المُلْكُ وَالدِّيْنُ تَوْأَمَانِ فَالدِّيْنُ أَصْلٌ وَالسُّلْطَانُ حَارِسٌ وَمَا لَا أَصْلَ لَهُ فَمَهْدُوْمٌ وَمَا لَا حَارِسَ لَهُ فَضَائِعٌ

“Kekuasaan (negara) dan agama merupakan dua saudara kembar. Agama adalah landasan, sedangkan kekuasaan adalah pemelihara. Sesuatu tanpa landasan akan roboh. Sedangkan sesuatu tanpa pemelihara akan lenyap.”

Negara Kesatuan Republik Indonesia (NKRI) yang kini kita diami adalah hasil kesepakatan bangsa (mu’ahadah wathaniyyah), dengan Pancasila sebagai dasar negara. Ia dibangun atas janji bersama, termasuk di dalamnya mayoritas umat Islam. Bahkan, sebagian perumus Pancasila adalah para tokoh dan ulama Muslim. Karena itu, sebagai penganut agama yang sangat menghormati janji, seluruh umat Islam wajib mentaati dasar tersebut, apalagi tak nilai-nilai di dalamnya selaras dengan substansi ajaran Islam. Rasulullah shallallâhu ‘alaihi wasallam bersabda:

المُسْلِمُوْنَ عَلىَ شُرُوْطِهِمْ

Artinya: “Kaum Muslimin itu berdasar pada syarat-syarat (kesepakatan) mereka.” (HR Al-Baihaqi dari Abi Hurairah)

Indonesia memang bukan Negara Islam (dawlah Islamiyyah), akan tetapi sah menurut pandangan Islam. Demikian pula Pancasila sebagai dasar negara, walaupun bukan selevel syari’at/agama, namun ia tidak bertentangan, bahkan selaras dengan prinsip-prinsip Islam. Sebagai konsekuensi sahnya NKRI, maka segenap elemen bangsa wajib mempertahankan dan membela kedaulatannya. Pemerintah dan rakyat memiliki hak dan kewajibannya masing-masing. Kewajiban utama pemerintah ialah mewujudkan kemakmuran dan kesejahteraan rakyatnya secara berkeadilan dan berketuhanan. Sedangkan kewajiban rakyat ialah taat kepada pemimpin sepanjang tidak bertentangan dengan ajaran Islam.
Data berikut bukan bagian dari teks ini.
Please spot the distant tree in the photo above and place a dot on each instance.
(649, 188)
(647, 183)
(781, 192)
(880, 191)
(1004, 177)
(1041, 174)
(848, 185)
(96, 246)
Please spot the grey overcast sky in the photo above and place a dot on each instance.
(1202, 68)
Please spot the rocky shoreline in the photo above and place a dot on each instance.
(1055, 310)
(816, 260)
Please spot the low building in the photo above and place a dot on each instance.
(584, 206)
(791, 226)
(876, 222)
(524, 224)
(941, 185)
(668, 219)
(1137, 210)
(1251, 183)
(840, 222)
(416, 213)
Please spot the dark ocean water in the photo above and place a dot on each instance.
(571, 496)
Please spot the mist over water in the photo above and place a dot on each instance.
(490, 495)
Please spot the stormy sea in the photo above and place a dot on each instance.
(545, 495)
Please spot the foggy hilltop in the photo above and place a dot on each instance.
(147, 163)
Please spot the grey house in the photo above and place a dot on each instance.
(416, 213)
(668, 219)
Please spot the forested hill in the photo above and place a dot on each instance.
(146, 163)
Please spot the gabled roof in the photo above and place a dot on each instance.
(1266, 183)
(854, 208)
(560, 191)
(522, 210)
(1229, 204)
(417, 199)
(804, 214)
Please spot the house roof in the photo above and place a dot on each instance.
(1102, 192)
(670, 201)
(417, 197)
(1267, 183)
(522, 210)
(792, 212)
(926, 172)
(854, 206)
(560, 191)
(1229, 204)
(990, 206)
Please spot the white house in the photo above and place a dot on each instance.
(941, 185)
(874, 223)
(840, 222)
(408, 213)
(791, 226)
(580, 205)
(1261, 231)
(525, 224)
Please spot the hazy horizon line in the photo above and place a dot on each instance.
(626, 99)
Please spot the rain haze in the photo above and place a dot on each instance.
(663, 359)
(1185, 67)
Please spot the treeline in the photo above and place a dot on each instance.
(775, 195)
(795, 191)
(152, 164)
Kita patut bersyukur bahwa negara kita, Indonesia, cukup aman dibanding sebagian negara di belahan lain dunia. Umat Islam di sini dapat menjalankan ibadah dan menuntut ilmu agama dengan tenang kendatipun berbeda-beda madzhab dan kelompok. Kita juga relatif bebas dari kekangan di Tanah Air dalam menjalankan hidup sehari-hari. Udara kemerdekaan ini adalah karunia besar dari Allahsubhanahu wata’ala. Jangan sampai kita baru merasakan kenikmatan luar biasa ini setelah rudal-rudal berjatuhan di sekeliling kita, tank-tank perang berseliweran, tempat ibadah hancur karena bom, atau konflik berdarah antara-saudara sesama bangsa.Na’ûdzubillâhi min dzâlik.
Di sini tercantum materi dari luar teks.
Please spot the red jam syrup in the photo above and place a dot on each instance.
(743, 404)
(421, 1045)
Mari kita syukuri kemerdekaan ini dengan hamdalah, sujud syukur, dan mengisinya dengan kegiatan-kegiatan positif. Kita mungkin tak lagi sedang berperang secara fisik sebagaimana ulama-ulama dan pahlawan kita terdahulu, tapi kita masih punya cukup banyak masalah kemiskinan, kebodohan, korupsi, kekerasan, narkoba, dan lain-lain yang juga wajib kita perangi.

Al-Hafiz Ibnu Asakir di dalam auto biografi Abur Rabi' Ad-Dimasyqi telah meriwayatkan dari Mak-hul, bahwaNabi Saw. pernah bersabda:

«يَقُولُ اللَّهُ تَعَالَى يَا ابْنَ آدَمَ قَدْ أَنْعَمْتُ عَلَيْكَ نِعَمًا عِظَامًا لَا تُحْصِي عَدَدَهَا وَلَا تُطِيقُ شُكْرَهَا، وَإِنَّ مِمَّا أَنْعَمْتُ عَلَيْكَ أَنْ جَعَلْتُ لَكَ عَيْنَيْنِ تَنْظُرُ بِهِمَا وَجَعَلْتُ لَهُمَا غِطَاءً، فَانْظُرْ بِعَيْنَيْكَ إِلَى مَا أَحْلَلْتُ لَكَ، وَإِنْ رَأَيْتَ مَا حَرَّمْتُ عَلَيْكَ فَأَطْبِقْ عَلَيْهِمَا غِطَاءَهُمَا، وَجَعَلْتُ لَكَ لِسَانًا وَجَعَلْتُ لَهُ غُلَافًا فَانْطِقْ بِمَا أَمَرْتُكَ وَأَحْلَلْتُ لك، فإن عرض عليك مَا حَرَّمْتُ عَلَيْكَ فَأَغْلِقْ عَلَيْكَ لِسَانَكَ. وَجَعَلْتُ لَكَ فَرْجًا وَجَعَلْتُ لَكَ سِتْرًا، فَأَصِبْ بِفَرْجِكَ ما أحللت لك، فإن عرض عليك ما حرمت عليك فأرخ عليك سترك، ابْنَ آدَمَ إِنَّكَ لَا تَحْمِلُ سُخْطِي وَلَا تطيق انتقامي»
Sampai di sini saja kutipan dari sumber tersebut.